Announcement

Collapse
No announcement yet.

Intel Advanced Matrix Extensions [AMX] Performance With Xeon Scalable Sapphire Rapids

Collapse
X
 
  • Filter
  • Time
  • Show
Clear All
new posts

  • #11
    Did absolutely none of those workloads succeed when forced down below AVX512_CORE? For any that could succeed, it would be fascinating to see AVX2 results, as that represents the relevant baseline experienced by consumer Intel 12th & 13th gen chips and AMD Zen < 4.

    Who cares? It seems relevant to me, as small bits of various sorts of AI/ML processing are more and more likely to trickle down into consumer applications. Seeing how badly AVX2 gets beaten would speak to how significant it might be for one of the CPU vendors to start adding this stuff into consumer chips. (As indeed AMD have done, with AVX512 in Zen 4)

    Comment


    • #12
      Wonder which market AMX is targeted at...

      - These are server processors, so not at the edge to speed up ML inference, we have iGPUs for that anyway.
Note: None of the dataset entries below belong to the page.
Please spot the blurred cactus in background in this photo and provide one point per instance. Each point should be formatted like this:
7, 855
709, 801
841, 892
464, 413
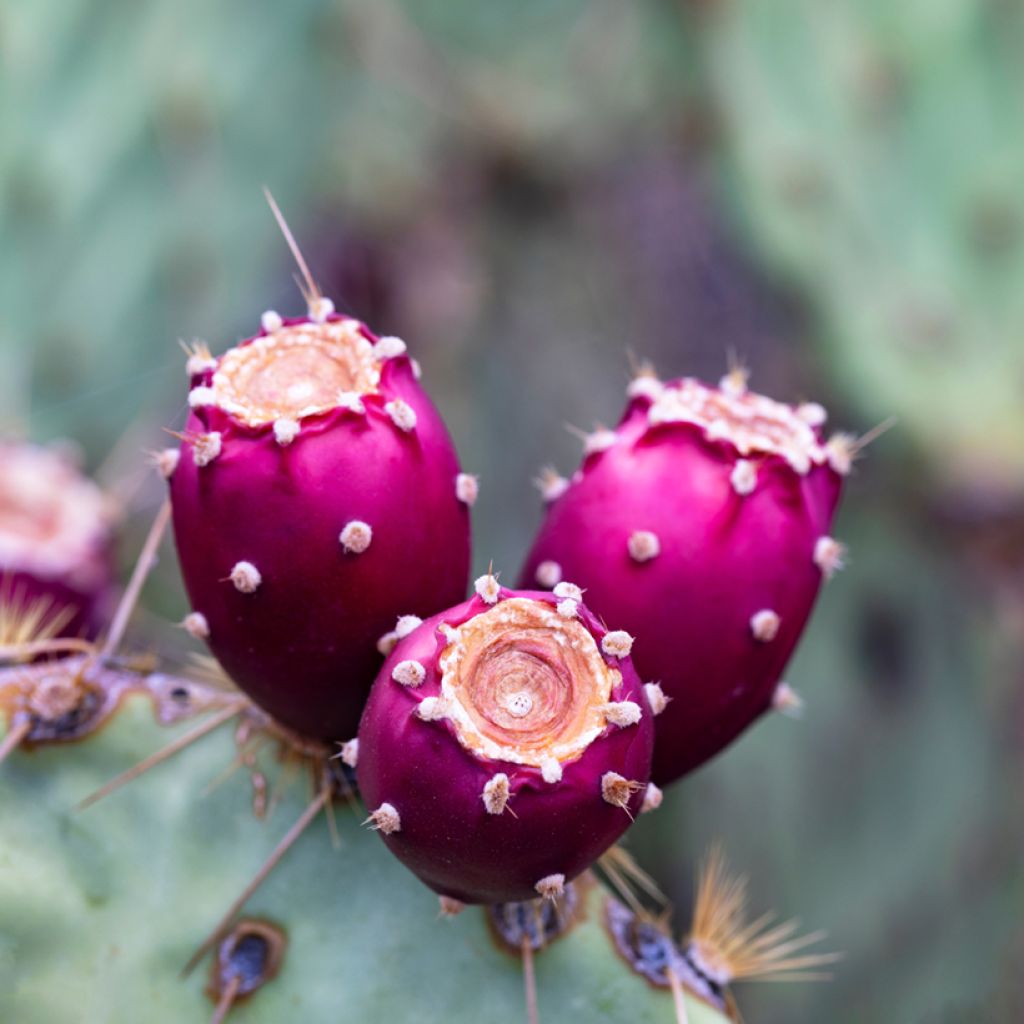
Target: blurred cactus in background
828, 193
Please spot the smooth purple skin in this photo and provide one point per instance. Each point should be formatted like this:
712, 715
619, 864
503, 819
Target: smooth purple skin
304, 645
723, 558
448, 838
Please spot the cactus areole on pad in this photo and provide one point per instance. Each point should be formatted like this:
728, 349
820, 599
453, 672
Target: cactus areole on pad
506, 745
701, 525
316, 497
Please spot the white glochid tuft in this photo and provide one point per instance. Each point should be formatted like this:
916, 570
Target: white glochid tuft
356, 537
409, 673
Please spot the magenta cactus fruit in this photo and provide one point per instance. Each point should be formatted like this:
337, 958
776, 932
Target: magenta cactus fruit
701, 525
316, 496
506, 744
56, 544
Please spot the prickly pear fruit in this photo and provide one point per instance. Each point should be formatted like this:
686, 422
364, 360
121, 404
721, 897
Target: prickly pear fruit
506, 744
56, 544
316, 496
700, 524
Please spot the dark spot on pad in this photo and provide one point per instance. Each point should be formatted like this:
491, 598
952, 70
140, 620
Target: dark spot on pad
540, 921
72, 724
248, 958
650, 951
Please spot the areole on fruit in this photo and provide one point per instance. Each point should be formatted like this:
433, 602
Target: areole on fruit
517, 758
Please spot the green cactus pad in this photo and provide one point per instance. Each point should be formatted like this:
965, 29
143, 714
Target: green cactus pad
100, 908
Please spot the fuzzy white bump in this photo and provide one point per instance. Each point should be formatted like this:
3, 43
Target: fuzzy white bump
567, 590
617, 643
551, 770
764, 625
548, 573
467, 487
451, 906
206, 448
655, 697
496, 793
743, 477
356, 537
623, 713
551, 886
195, 625
167, 462
385, 819
270, 322
320, 309
389, 348
487, 588
787, 700
197, 365
734, 382
551, 484
286, 430
246, 578
406, 625
409, 673
841, 451
387, 642
616, 790
829, 556
199, 396
401, 415
652, 797
643, 546
431, 709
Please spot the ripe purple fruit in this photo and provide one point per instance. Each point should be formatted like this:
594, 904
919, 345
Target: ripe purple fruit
315, 497
56, 543
701, 525
506, 744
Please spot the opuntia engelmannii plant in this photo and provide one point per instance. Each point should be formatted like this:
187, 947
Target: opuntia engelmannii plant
315, 498
506, 744
700, 524
56, 544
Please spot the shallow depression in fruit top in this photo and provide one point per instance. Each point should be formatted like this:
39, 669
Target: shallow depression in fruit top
524, 683
294, 372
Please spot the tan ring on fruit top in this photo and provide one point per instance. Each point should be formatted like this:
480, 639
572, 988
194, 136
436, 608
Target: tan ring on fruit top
753, 423
524, 684
294, 372
52, 519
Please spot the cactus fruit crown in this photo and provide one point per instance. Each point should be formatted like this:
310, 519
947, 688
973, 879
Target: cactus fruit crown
311, 458
531, 713
55, 543
52, 518
716, 492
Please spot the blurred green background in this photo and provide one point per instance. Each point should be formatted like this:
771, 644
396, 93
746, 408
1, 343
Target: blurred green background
530, 193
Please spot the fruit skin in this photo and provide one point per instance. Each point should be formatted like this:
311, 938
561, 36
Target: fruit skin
723, 557
448, 838
303, 644
75, 581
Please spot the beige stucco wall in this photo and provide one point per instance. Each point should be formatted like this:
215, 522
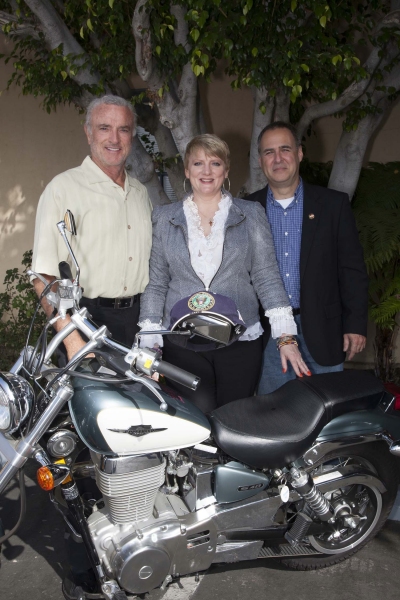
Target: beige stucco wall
36, 146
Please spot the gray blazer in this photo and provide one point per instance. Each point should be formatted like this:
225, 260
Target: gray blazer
248, 268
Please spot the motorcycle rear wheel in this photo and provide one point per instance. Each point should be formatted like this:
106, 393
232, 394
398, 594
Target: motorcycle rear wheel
374, 506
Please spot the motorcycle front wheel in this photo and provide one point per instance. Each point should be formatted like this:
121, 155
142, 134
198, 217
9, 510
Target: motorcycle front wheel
369, 506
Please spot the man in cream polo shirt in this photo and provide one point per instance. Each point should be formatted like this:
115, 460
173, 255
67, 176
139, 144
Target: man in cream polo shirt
113, 219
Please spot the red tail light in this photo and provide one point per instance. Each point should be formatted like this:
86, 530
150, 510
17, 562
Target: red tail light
394, 389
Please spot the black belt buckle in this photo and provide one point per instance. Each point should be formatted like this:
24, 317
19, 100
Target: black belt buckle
126, 302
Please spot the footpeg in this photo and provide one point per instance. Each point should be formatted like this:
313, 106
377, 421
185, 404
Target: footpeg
299, 530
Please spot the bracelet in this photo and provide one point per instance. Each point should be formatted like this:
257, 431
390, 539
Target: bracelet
286, 340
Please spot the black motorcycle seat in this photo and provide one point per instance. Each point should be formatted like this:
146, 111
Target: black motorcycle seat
273, 430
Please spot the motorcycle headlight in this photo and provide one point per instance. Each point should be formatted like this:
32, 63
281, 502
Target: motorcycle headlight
16, 400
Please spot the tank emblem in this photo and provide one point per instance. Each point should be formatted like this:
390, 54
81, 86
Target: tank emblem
201, 301
246, 488
139, 430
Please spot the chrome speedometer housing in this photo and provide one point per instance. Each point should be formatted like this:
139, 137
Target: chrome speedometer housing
16, 401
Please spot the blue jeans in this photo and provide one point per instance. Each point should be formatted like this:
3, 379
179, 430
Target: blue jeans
271, 375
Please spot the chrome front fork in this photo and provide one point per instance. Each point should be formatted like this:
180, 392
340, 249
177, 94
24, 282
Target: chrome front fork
16, 454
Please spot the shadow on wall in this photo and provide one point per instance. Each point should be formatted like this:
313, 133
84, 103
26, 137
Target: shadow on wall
16, 216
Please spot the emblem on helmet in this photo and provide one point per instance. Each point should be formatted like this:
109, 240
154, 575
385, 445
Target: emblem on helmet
201, 301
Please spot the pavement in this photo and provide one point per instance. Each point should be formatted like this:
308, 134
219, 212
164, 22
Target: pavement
32, 564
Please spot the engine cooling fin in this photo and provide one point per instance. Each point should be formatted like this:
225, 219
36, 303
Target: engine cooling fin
286, 550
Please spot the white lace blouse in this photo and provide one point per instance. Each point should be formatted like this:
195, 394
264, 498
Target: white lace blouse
206, 257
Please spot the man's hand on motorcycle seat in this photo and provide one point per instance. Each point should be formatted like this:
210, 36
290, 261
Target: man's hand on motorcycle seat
291, 353
73, 343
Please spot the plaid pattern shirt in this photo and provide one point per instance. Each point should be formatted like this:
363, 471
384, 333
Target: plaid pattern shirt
286, 225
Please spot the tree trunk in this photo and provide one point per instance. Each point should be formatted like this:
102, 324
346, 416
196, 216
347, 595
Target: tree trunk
257, 178
384, 345
350, 153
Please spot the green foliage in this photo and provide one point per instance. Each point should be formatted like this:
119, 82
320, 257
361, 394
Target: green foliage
377, 210
376, 207
308, 48
103, 29
17, 306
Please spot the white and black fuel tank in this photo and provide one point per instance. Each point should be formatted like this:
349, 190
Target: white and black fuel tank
126, 419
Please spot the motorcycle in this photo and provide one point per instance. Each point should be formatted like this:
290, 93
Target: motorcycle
307, 474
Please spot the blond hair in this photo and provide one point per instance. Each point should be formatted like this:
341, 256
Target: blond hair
212, 145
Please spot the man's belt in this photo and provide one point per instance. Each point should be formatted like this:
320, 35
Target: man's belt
113, 302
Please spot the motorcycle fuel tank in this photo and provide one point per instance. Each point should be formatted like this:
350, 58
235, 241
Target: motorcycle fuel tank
126, 419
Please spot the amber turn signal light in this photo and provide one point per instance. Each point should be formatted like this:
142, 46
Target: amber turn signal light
50, 476
45, 479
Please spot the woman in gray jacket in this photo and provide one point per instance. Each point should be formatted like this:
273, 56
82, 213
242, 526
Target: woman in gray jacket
223, 245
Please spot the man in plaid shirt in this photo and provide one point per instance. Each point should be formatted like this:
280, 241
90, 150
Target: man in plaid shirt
319, 257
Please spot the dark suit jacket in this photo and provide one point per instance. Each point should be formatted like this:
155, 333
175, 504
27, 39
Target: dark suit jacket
333, 277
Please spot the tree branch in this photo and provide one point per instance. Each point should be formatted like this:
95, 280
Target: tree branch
282, 105
140, 165
57, 33
177, 114
25, 29
144, 51
256, 178
181, 33
350, 153
355, 89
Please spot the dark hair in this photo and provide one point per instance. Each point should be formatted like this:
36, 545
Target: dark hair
279, 125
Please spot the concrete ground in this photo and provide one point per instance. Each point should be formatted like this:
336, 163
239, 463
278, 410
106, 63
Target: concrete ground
31, 565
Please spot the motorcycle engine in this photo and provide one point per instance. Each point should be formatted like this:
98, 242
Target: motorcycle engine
135, 528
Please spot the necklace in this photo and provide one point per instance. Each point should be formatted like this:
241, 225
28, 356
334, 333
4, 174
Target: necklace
210, 220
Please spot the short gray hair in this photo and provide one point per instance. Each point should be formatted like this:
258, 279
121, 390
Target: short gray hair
109, 99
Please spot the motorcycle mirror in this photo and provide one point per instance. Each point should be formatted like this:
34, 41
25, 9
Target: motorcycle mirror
69, 222
214, 328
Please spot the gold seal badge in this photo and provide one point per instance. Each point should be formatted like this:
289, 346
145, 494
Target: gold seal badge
201, 301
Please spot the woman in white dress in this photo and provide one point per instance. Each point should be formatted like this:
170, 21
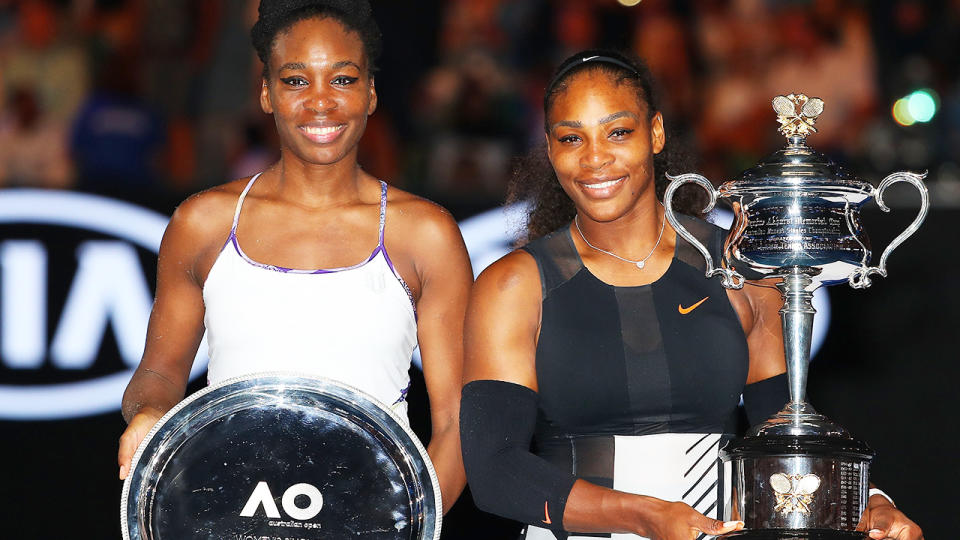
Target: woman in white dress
314, 265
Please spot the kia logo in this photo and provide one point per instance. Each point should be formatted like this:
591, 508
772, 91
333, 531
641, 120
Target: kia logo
108, 289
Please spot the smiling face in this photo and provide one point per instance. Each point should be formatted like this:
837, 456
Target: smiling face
601, 144
319, 91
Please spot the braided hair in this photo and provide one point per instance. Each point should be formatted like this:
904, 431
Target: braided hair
534, 180
276, 16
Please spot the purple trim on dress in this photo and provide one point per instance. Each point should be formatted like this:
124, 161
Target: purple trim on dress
285, 270
403, 395
381, 248
386, 256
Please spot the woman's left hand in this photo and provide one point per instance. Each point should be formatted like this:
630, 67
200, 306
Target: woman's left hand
882, 520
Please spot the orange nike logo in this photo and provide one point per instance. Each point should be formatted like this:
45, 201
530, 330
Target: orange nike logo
684, 311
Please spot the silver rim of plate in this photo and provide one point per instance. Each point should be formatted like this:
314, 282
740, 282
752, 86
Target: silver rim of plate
391, 426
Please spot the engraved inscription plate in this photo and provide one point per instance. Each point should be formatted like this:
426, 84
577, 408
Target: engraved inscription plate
280, 456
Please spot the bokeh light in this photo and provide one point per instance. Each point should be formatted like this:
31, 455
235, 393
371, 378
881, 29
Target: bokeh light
920, 106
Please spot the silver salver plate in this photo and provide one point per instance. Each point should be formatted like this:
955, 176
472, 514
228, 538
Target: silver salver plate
280, 457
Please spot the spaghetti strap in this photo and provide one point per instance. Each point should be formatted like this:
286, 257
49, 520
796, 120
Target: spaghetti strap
243, 195
383, 209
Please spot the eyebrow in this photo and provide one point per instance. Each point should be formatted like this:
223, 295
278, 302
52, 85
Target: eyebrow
337, 65
605, 120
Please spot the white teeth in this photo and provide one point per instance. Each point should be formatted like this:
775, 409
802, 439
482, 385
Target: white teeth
602, 185
321, 131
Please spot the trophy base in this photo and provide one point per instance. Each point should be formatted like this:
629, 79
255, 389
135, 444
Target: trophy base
795, 534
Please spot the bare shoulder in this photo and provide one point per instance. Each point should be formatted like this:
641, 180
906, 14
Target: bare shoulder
208, 213
512, 278
409, 210
424, 223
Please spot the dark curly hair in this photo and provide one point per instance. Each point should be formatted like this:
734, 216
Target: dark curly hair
534, 180
276, 16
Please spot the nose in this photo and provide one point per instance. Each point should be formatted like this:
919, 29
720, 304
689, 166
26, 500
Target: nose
595, 157
320, 101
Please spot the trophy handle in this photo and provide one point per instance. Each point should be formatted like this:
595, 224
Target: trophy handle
731, 279
860, 279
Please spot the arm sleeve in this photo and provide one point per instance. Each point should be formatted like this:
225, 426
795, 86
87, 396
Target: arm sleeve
763, 399
497, 421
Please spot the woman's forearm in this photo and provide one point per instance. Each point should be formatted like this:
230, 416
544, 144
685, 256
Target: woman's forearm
444, 450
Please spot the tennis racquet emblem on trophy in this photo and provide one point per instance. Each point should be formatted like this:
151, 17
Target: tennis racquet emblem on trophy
797, 475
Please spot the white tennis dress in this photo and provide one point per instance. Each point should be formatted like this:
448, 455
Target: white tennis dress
355, 324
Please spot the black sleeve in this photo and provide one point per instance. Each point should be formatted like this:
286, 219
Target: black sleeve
763, 399
497, 421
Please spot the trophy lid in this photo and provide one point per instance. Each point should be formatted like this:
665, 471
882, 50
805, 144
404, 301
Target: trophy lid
797, 165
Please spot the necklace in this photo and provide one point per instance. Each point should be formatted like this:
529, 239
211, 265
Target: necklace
639, 264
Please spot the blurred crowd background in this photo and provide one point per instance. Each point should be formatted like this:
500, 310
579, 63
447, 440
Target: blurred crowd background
150, 100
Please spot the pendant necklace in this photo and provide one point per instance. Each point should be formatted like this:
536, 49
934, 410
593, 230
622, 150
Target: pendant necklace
639, 264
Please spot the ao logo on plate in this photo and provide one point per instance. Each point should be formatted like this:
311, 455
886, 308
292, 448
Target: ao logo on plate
108, 288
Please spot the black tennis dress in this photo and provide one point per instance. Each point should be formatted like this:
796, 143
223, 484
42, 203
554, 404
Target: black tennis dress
638, 386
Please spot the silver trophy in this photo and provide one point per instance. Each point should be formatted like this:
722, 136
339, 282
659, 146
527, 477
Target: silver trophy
797, 218
272, 456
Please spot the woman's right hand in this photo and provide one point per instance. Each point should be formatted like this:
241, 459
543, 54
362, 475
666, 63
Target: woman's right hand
136, 430
678, 521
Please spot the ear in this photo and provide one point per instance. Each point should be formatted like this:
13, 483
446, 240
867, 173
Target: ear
265, 104
373, 97
657, 136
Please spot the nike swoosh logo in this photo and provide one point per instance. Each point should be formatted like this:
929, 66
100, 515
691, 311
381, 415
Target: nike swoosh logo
684, 311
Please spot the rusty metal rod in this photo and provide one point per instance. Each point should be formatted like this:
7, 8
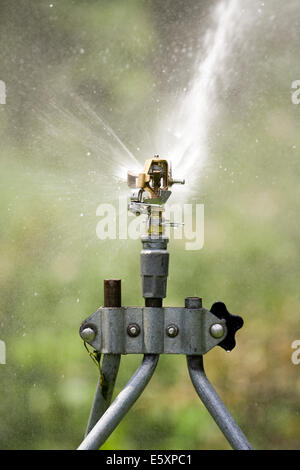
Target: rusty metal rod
110, 364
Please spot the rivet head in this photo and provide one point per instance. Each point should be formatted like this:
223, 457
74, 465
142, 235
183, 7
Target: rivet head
133, 330
172, 331
88, 334
217, 330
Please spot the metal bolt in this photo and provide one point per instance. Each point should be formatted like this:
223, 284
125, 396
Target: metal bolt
217, 330
172, 331
88, 334
133, 330
193, 302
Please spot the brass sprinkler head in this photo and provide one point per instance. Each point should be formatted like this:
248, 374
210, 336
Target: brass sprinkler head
151, 186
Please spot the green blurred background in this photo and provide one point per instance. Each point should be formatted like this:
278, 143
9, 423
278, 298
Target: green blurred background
128, 60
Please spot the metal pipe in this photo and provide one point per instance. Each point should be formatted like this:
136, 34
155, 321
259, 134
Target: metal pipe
121, 405
103, 394
215, 406
110, 364
112, 293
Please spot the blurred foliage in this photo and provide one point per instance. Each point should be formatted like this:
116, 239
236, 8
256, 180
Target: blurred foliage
119, 57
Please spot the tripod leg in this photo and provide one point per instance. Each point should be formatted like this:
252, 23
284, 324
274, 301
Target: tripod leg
215, 406
102, 399
121, 405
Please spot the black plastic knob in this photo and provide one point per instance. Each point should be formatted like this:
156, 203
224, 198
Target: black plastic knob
233, 324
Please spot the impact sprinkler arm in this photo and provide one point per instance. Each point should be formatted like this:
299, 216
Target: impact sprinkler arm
153, 329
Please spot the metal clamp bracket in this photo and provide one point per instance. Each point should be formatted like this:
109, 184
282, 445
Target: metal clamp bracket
153, 330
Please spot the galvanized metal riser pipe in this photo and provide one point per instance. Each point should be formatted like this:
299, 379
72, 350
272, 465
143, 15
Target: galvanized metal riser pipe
215, 406
154, 267
121, 405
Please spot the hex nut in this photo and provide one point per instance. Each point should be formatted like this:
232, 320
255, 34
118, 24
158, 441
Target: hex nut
133, 330
88, 334
172, 331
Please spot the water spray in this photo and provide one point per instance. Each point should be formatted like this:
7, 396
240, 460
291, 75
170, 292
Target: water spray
114, 330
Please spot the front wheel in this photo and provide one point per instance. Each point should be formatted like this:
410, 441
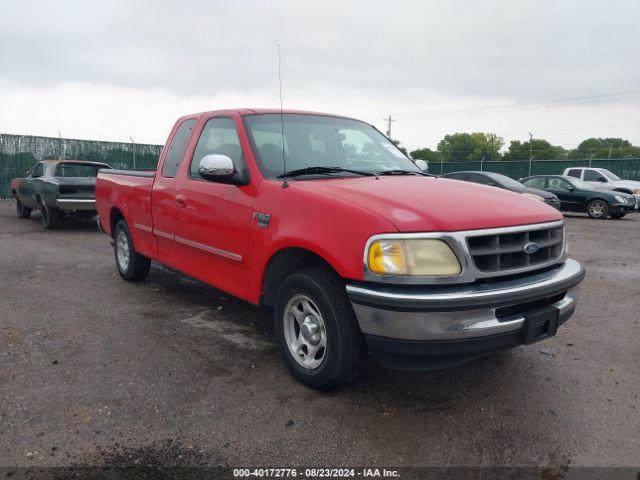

      - Ultra large networks which don´t fit into VRAM?
      Probably not, as these nets need so many training steps, that it would take forever.. Segmenting the nets / clustering them and running them on multiple accelerators is much better. + The overhead of loading the weights / training batch into VRAM shrinks from generation to generation, as PCIe 5.0 x16 has a pretty large bandwidth ~50GByte/sec (PCIe Link to accelerator) where Sapphire Rapids has ~500GByte/sec (CPU <-> DDR5 RAM).
      Even with data not fitting in the HBM2 Memory of the accelerator card, you are probably still faster, if you do some operations on this data before writing it back to main memory.

      - Simulation? Same thing as with ML probably.

      For most "enterprise" applications which require a high matrix throughput, there are specialized accelerator cards, why do they integrate something like that into a server CPU? It only wastes some silicon for ~98% of the users / makes the CPU more expensive to manufacture.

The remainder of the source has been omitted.